Companies to have issued profit warnings in Q3 include Next, Saga, Royal Mail and Boohoo.

READ MORE: Profit warnings soar as UK companies struggle with costs (£)

Tesco raises meal deal price for second time

tescoTesco has increased the price of its lunchtime meal deal for the second time this year, with the cost rising from £3.50 to £3.90.

The deal, which includes a sandwich, snack and drink, first rose from £3 in February, the first price hike in more than 10 years. The price remained £3 for Clubcard members at the time, but that will now rise to £3.40.

Tesco is blaming the price increase on rising inflation, with food prices scaling at their fastest rate in 42 years. Grocery inflation reached 14.6% in the 12 months to September. However, the supermarket says the deal still represents “great value”.

Tesco’s meal deal is far from the only one to have undergone a price increase this year. Boots increased the price of its meal deal from £3.59 to £3.99 outside London and from £4.19 to £4.99 in London earlier this month, while Co-op’s price jumped to £3.75 in February from £3.50.

READ MORE: Tesco raises meal deal price as food costs soar

Frasers Group increases stake in Asos

Sports Direct owner Frasers Group has increased its stake in Asos following the online fashion giant’s lacklustre earnings report last week, now claiming a 5% share in the business.

Owned by billionaire Mike Ashley, Frasers Group is now Asos’s fourth largest shareholder, the Sunday Telegraph reports. However, it remains without any control over the business or a position on its board.

Frasers Group has a history of snapping up struggling UK retail businesses, having bought Missguided out of administration for £20m in July. The group also owns Game, Jack Wills, Flannels, Evans Cycles and Sofa.com, and has built significant stakes in fashion brands Mulberry and Hugo Boss.

The firm said increasing its shareholding in Asos was part of the “ordinary course of business”.

Asos swung to a loss before tax of £31.9m in its full-year results for 2022, down 118% on 2021, as it battles with the challenging macroeconomic environment. Active customers grew 2% to 25.7 million, but customer growth “slowed” in the second half of the year, particularly in the US.

Asos’s new CEO José Antonio Ramos Calamonte blamed “insufficient” brand investment and an over-reliance on promotions with driving the slowdown in customer acquisition.

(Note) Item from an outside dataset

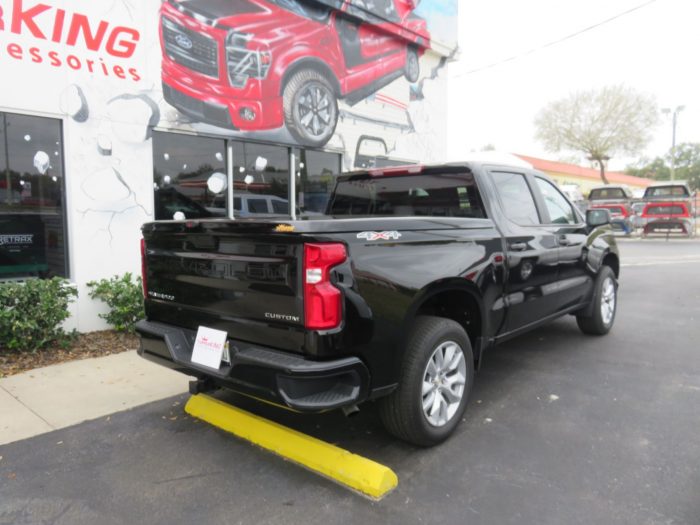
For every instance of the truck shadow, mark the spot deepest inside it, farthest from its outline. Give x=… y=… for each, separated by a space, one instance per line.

More than 80% of the online fashion giant’s marketing investment has been focused on performance marketing.

Asos promoted Calamonte from chief commercial officer to CEO in June, following the exit of former CEO Nick Beighton in October 2021. Last week he laid out a turnaround plan consisting of four key action points for the next 12 months, including embedding a “culture of innovation and creativity” within the business.

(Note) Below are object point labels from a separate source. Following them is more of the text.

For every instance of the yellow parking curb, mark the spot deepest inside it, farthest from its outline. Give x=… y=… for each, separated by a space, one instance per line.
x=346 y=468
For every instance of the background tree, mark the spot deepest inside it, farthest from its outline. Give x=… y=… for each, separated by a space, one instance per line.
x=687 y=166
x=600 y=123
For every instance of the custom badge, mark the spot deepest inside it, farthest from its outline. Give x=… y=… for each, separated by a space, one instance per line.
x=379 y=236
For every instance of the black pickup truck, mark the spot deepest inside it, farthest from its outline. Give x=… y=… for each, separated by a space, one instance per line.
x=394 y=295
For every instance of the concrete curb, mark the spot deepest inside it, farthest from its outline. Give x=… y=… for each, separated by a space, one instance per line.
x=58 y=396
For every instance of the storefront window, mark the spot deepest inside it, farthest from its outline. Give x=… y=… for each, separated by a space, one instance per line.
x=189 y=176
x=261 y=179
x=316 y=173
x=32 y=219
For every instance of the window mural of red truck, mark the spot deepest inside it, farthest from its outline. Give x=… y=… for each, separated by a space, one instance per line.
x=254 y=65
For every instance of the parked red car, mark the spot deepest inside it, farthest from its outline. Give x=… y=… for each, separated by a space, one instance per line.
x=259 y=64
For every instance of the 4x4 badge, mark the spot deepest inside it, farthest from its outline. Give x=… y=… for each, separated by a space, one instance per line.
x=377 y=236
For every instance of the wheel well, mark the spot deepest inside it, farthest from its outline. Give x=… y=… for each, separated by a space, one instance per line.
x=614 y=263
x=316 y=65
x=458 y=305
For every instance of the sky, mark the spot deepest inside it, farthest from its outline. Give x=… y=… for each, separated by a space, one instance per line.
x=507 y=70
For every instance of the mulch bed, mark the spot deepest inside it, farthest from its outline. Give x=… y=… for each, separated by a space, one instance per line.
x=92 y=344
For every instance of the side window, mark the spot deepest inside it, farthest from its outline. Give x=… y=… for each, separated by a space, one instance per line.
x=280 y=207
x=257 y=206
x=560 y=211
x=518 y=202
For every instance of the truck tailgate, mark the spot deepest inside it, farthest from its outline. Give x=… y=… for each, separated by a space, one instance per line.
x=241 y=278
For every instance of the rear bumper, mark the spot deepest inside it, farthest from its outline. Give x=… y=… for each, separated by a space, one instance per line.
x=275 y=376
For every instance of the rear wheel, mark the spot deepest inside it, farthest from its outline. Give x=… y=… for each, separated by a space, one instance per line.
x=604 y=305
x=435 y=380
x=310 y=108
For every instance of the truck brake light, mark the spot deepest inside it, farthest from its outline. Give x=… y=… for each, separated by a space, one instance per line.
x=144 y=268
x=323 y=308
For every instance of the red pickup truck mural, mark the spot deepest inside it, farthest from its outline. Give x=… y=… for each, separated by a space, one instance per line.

READ MORE: Mike Ashley snaps up stake in struggling Asos (£)

Government launches Covid and flu vaccine campaign as cases rise

A UK-wide marketing campaign will urge millions of people to get their flu and Covid booster vaccines this winter, as data indicates an earlier-than-normal start to flu season and continued high rates of Covid.

Launching today (24 October), this year’s campaign will build on the success of the Covid vaccination campaign by underscoring that vaccine protection wanes over time. Ads will run across TV, radio, social and digital media, with targeted communications for people with long-term health conditions, pregnant women, and those with low vaccine confidence, including some ethnic minority communities.

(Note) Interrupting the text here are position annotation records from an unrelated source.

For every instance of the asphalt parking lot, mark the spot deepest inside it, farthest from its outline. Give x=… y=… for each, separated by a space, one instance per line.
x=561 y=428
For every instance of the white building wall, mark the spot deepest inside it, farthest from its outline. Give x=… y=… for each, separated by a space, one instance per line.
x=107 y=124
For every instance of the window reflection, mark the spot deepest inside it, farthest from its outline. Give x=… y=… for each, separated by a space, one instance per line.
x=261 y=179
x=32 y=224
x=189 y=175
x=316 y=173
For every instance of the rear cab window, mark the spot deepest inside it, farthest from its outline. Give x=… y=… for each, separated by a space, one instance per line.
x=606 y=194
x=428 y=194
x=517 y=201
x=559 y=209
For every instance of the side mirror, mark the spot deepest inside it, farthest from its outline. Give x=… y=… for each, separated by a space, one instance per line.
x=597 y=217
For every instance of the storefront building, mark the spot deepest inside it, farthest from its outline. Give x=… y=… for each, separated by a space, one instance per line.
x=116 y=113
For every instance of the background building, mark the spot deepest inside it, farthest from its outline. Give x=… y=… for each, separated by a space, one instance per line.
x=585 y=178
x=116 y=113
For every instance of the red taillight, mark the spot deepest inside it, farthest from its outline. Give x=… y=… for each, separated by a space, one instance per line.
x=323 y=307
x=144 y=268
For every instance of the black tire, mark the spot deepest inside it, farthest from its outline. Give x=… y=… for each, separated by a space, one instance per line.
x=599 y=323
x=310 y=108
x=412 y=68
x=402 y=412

The NHS Winter Vaccines chatbot will make a return to guide those searching for information online, while campaign ambassadors will engage in community activity.

Around 33 million people are eligible for the flu vaccine, and 26 million eligible for the Covid-19 booster. However, vaccination for flu is currently lagging last year for pre-schoolers (12.1% among two-year-olds, 12.8% among three-year-olds), pregnant women (12.4%) and those under-65 in a high risk group (18.2%).